Kalamazoo Township mulls recreational pot rules

Marijuana in MI

KALAMAZOO, Mich. (WOOD) — Local governments throughout West Michigan are trying to figure out what to do next after voters approved recreational marijuana in the state.

At a meeting Monday, Kalamazoo Township trustees discussed a proposal to opt in to allowing recreational pot businesses.

Several trustees voiced concerned that the language planned for the regulations did not have all the specific restrictions reflected in the township’s rules for medical marijuana businesses. That includes a rule keeping facilities at least 500 feet apart from one another and establishing a distance of 1,000 feet from any school or library.

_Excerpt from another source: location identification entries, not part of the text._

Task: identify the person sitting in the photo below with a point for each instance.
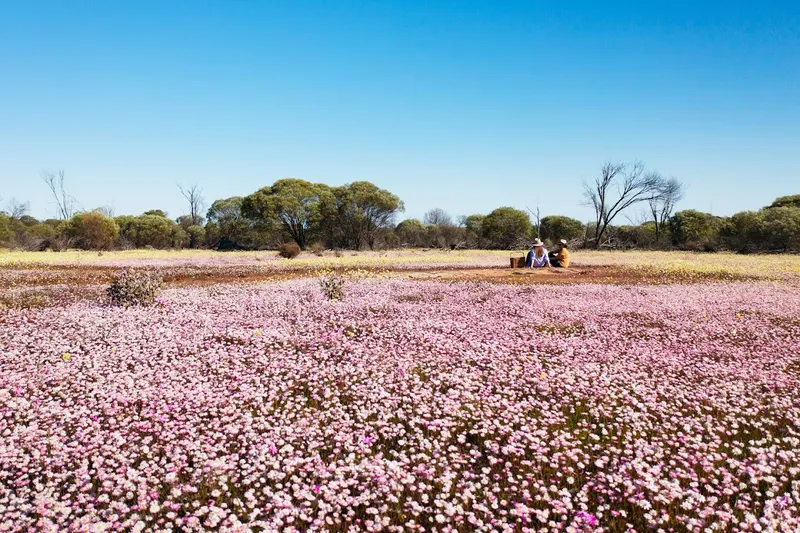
(560, 258)
(537, 256)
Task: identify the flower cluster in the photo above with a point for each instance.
(407, 406)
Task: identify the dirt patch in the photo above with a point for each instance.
(73, 277)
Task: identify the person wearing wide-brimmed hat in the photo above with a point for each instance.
(560, 257)
(537, 256)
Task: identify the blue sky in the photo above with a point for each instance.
(462, 105)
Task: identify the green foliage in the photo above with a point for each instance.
(696, 230)
(332, 286)
(411, 232)
(197, 236)
(92, 230)
(743, 231)
(294, 203)
(6, 231)
(506, 228)
(559, 227)
(151, 230)
(289, 250)
(357, 213)
(781, 228)
(135, 287)
(787, 201)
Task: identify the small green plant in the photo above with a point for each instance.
(332, 286)
(289, 250)
(318, 248)
(135, 287)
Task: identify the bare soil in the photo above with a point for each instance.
(92, 276)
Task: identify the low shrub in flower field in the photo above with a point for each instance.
(332, 285)
(135, 287)
(406, 406)
(289, 250)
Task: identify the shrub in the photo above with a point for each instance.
(332, 286)
(318, 248)
(135, 287)
(92, 230)
(289, 250)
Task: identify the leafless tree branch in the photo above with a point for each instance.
(65, 203)
(194, 195)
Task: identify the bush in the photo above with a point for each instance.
(92, 230)
(318, 248)
(135, 287)
(332, 286)
(289, 250)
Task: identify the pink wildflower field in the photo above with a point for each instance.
(409, 405)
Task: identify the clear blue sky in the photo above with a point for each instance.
(461, 105)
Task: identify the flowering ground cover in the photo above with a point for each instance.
(409, 405)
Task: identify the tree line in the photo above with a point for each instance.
(360, 215)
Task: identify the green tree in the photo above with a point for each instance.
(6, 231)
(781, 228)
(787, 201)
(357, 213)
(696, 230)
(506, 228)
(743, 231)
(92, 230)
(294, 203)
(148, 230)
(411, 232)
(560, 227)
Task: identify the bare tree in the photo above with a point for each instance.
(17, 209)
(618, 187)
(55, 182)
(538, 217)
(437, 217)
(194, 195)
(662, 203)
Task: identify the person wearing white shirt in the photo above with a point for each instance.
(537, 256)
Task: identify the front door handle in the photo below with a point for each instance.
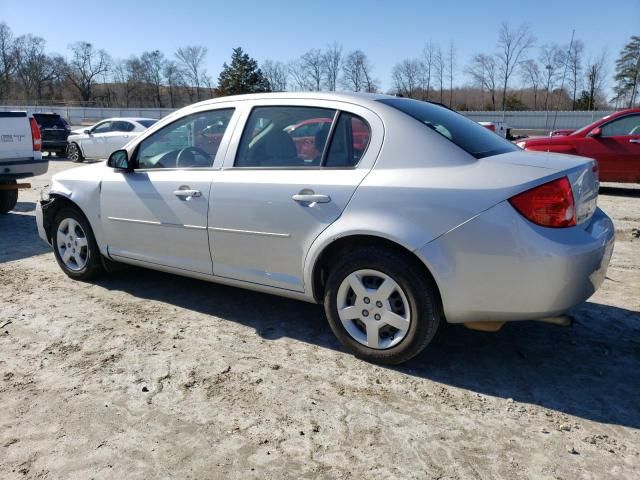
(311, 198)
(186, 193)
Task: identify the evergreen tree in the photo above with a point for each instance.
(241, 76)
(628, 72)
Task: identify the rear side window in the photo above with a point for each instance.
(121, 126)
(50, 121)
(628, 125)
(190, 142)
(472, 137)
(349, 142)
(285, 137)
(146, 123)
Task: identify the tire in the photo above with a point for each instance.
(8, 199)
(414, 306)
(84, 261)
(74, 153)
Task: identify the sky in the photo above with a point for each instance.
(387, 31)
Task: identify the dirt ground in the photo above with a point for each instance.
(149, 375)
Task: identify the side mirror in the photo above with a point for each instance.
(119, 160)
(596, 132)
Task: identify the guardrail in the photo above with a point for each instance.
(534, 120)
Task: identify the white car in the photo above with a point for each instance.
(406, 215)
(105, 137)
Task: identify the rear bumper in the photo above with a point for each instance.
(55, 145)
(500, 267)
(23, 167)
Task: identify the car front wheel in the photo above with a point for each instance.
(380, 306)
(8, 198)
(74, 154)
(74, 245)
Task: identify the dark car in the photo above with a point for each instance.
(55, 131)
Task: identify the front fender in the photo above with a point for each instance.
(82, 189)
(383, 225)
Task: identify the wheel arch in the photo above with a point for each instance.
(57, 203)
(330, 252)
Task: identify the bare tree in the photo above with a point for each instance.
(7, 59)
(532, 78)
(574, 66)
(451, 66)
(85, 68)
(551, 59)
(173, 77)
(153, 65)
(357, 73)
(276, 74)
(332, 59)
(129, 75)
(191, 60)
(513, 44)
(484, 72)
(596, 73)
(406, 77)
(426, 68)
(34, 67)
(439, 66)
(299, 76)
(312, 64)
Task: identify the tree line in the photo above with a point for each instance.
(519, 75)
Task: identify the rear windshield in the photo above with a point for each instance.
(472, 137)
(50, 121)
(146, 123)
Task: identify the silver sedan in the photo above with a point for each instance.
(396, 214)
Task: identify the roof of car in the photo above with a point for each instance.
(350, 97)
(129, 119)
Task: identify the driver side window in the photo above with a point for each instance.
(190, 142)
(103, 127)
(627, 125)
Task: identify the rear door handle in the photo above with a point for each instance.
(311, 198)
(186, 193)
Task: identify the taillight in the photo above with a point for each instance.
(549, 205)
(35, 135)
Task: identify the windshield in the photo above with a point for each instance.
(472, 137)
(50, 121)
(146, 123)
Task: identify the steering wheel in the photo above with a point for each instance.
(190, 157)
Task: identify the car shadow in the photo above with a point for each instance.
(620, 191)
(591, 370)
(19, 235)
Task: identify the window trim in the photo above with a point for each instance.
(327, 146)
(93, 129)
(621, 117)
(136, 150)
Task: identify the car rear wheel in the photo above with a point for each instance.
(74, 153)
(74, 245)
(8, 199)
(380, 306)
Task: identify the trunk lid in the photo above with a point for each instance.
(582, 172)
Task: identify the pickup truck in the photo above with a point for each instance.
(20, 155)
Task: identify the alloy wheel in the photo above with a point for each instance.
(72, 244)
(373, 309)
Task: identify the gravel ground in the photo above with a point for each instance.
(149, 375)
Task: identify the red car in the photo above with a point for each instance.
(613, 141)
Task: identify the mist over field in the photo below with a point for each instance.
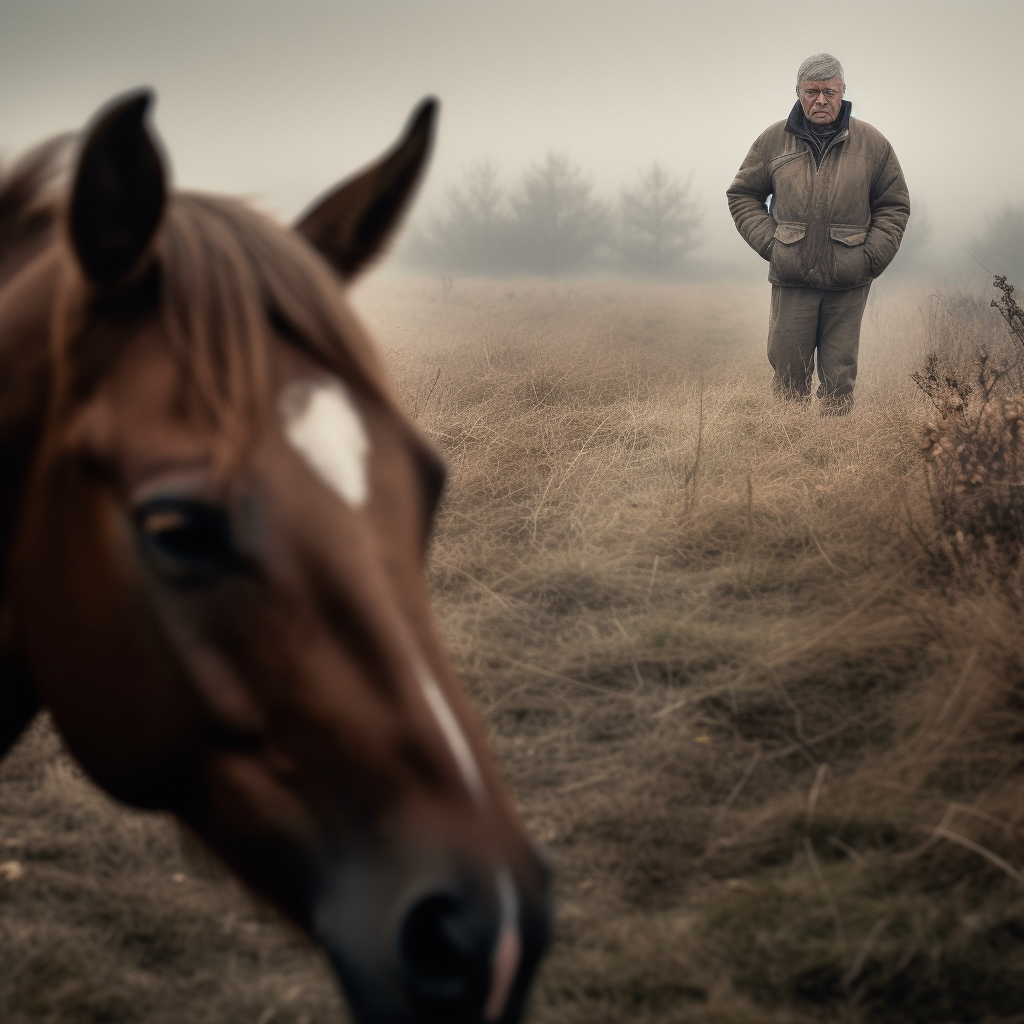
(279, 101)
(754, 675)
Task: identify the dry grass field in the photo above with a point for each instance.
(765, 715)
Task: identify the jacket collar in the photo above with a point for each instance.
(795, 124)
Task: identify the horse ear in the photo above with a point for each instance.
(119, 193)
(350, 224)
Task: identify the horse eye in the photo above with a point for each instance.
(188, 543)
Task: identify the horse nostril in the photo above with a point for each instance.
(444, 945)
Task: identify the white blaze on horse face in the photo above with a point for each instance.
(456, 738)
(325, 427)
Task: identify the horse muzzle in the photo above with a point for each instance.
(451, 944)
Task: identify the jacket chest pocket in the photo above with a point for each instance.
(785, 251)
(850, 264)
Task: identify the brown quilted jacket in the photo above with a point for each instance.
(833, 226)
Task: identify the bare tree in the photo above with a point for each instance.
(473, 235)
(657, 223)
(558, 224)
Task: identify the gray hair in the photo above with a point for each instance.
(820, 68)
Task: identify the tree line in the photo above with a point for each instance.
(551, 221)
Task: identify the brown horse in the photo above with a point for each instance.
(212, 527)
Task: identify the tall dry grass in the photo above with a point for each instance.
(775, 756)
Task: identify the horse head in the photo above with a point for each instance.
(216, 586)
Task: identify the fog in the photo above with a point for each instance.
(279, 100)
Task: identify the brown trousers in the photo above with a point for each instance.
(805, 321)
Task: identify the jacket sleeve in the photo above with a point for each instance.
(748, 196)
(890, 212)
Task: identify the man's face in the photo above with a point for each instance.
(821, 100)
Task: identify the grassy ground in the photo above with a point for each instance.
(774, 753)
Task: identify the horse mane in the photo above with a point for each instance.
(226, 280)
(30, 202)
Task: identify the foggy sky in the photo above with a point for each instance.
(279, 100)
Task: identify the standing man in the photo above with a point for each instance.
(821, 197)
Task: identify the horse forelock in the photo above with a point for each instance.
(224, 283)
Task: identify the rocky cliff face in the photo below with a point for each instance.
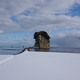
(41, 40)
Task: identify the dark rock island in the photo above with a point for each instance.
(42, 40)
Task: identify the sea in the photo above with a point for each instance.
(14, 50)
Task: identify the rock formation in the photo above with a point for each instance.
(41, 40)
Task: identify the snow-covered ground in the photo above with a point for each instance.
(40, 66)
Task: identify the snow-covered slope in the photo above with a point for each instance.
(41, 66)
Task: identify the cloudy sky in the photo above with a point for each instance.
(19, 19)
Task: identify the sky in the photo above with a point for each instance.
(20, 19)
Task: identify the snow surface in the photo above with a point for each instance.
(41, 66)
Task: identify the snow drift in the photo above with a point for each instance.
(42, 66)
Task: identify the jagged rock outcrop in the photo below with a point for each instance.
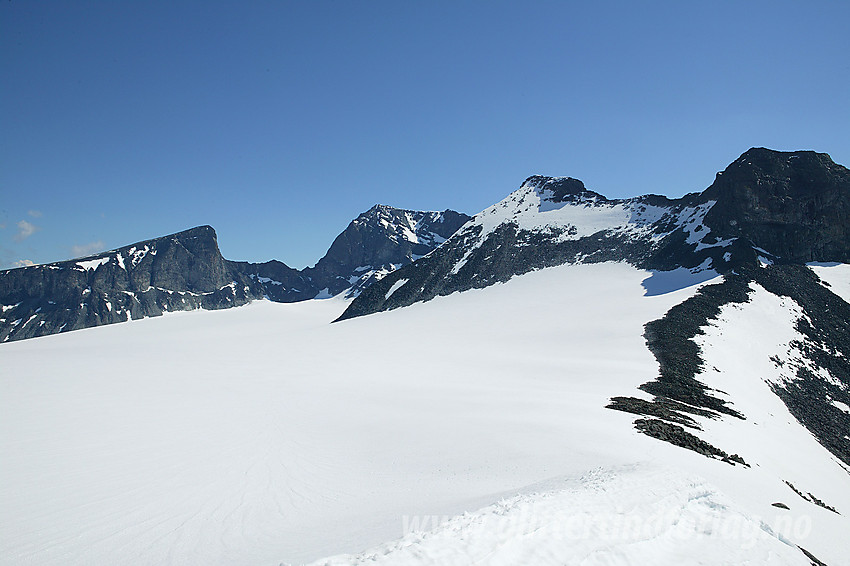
(280, 282)
(379, 241)
(794, 205)
(767, 206)
(186, 271)
(181, 271)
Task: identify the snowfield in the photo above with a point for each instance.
(468, 429)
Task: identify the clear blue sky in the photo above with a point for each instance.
(278, 122)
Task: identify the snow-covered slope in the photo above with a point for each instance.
(766, 207)
(264, 434)
(378, 242)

Ultimately, the trustees decided to table the issue and send it back to the planning commission for further fine tuning of the zoning regulations.

Kalamazoo Township Supervisor Don Martin said it is challenging for local municipalities to keep up because state regulators have recently been adding to the rules.

“That’s where we’re having the problem right now with the opting in because some of that stuff isn’t defined exactly how it’s supposed to be,” Martin said.

Township Manager Dexter Mitchell said the state has added several categories, like for designated consumption areas at sites and for the permitting of marijuana use at events.

The township has already seen growth in the medical marijuana industry.

“The licensing process has been out there for about 18 months and we currently have north of eight different medical marijuana facilities either open or in the process of opening,” Mitchell said.

The trustees are trying to keep regulations consistent between medical and recreational marijuana, but it is not yet known how many businesses will pursue solely a medical license or if they will choose the recreational option because a doctor’s prescription will not be required.

“What we’ve looked at is other states who have had recreational come in and medical tends to go down,” Mitchell said.

Township officials can choose to opt in at any time because they have already passed an ordinance to prevent the state from automatically opting them in.